There's not much change between the junior routes, only a couple of extra turns added in to take a left to head around Damme and a right back on course to Bruges.

That brings the junior men's TT to 22.3km and 44m of elevation gain and, as Carlton Kirby would say, makes it a little more testy.

Finlay Pickering and Josh Tarling will be on the start ramp for GB and, like the women, they finished first and second in the junior national championships earlier in the year and there was a fair bit of breathing space down to third place. Tarling also took home two golds from those European track championships in hte team pursuit and omnium.

Previous winners of this one include Remco Evenepoel, Tom Pidcock and Brandon McNulty so expect big things from the rider that comes out on top.

Mixed Relay Team Time-Trial, Wednesday 22nd September

The second ever mixed relay team time-trial will see the men start beachside once again and takes in much of the same route as the elite men's TT.

That first group will head down to Westkapelle and head west alongside the A11 to Dudzele before heading down the first section of that canal loop but head straight on into Bruges.

From there the women will take over and head out to Damme and north to finish the same way as the men down from Dudzele back to Bruges.

It's a total of 44.5km and 129m of elevation gain with the men covering 400m more.
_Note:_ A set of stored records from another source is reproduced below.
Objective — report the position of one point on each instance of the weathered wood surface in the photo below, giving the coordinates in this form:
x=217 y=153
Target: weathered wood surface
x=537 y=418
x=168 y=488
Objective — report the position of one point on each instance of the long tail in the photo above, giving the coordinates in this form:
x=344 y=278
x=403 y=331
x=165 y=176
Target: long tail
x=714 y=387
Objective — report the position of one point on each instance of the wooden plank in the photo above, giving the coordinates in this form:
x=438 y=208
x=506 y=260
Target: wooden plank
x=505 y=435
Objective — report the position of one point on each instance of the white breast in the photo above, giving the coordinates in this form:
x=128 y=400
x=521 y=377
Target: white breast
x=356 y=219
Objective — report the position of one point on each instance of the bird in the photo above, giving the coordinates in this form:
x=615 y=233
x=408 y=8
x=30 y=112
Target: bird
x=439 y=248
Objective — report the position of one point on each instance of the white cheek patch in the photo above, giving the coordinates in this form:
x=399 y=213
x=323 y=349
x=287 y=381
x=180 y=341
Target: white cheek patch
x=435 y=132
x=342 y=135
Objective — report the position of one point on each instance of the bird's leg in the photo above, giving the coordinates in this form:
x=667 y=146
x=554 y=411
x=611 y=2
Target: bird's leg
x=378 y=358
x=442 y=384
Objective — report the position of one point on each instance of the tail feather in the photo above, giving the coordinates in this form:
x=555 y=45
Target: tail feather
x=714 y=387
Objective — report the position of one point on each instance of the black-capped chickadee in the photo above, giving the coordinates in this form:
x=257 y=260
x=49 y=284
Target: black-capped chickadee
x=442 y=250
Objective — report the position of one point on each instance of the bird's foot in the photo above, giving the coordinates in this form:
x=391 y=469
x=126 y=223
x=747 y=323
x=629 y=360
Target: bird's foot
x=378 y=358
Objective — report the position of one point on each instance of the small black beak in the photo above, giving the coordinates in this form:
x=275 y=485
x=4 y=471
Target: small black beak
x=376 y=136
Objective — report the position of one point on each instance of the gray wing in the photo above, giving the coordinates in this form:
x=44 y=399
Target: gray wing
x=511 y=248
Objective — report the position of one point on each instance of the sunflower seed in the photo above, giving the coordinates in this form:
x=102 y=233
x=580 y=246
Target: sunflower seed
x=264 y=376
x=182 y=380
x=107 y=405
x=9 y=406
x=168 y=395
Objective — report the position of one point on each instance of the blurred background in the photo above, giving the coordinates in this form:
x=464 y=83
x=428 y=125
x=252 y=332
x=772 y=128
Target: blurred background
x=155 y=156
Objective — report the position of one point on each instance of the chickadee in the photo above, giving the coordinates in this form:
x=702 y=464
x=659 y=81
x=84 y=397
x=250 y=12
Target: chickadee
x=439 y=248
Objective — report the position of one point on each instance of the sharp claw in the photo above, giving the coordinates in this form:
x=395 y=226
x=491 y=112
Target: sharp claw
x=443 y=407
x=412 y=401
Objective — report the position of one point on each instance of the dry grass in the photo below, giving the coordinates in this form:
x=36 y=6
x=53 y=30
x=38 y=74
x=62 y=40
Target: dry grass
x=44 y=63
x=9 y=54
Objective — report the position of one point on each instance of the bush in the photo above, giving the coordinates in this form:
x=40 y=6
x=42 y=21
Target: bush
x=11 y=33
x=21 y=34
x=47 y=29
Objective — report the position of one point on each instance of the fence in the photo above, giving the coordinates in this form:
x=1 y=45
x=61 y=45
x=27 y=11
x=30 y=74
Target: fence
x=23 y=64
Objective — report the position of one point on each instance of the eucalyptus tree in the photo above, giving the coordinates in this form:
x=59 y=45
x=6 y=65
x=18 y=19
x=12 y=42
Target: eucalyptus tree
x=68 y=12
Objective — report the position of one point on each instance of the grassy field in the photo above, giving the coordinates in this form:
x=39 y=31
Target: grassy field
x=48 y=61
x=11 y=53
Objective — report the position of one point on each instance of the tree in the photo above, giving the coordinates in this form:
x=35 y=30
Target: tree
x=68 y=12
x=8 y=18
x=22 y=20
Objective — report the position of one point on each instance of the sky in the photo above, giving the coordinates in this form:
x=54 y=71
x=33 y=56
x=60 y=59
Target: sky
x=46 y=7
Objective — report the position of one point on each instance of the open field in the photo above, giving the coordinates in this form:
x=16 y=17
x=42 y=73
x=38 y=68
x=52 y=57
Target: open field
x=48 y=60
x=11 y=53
Last time out in Harrogate the Netherlands took the title ahead of Germany in second and Great Britain in third.

There are only two changes to the GB squad, with Alex Dowsett and Alice Barnes coming in for Harry Tanfield and Lauren Dolan, joining John Archibald, Joss Lowden, Anna Henderson and team leader Dan Bigham.

If last time out's anything to go by it'll be hard to predict the strength of the other nations as some of the top TTers may opt to save themselves for the road races on the 25th and 26th.

However the usual suspects will still be the ones to watch with the Netherlands, Germany, Italy and hosts Belgium sure to fight for this one.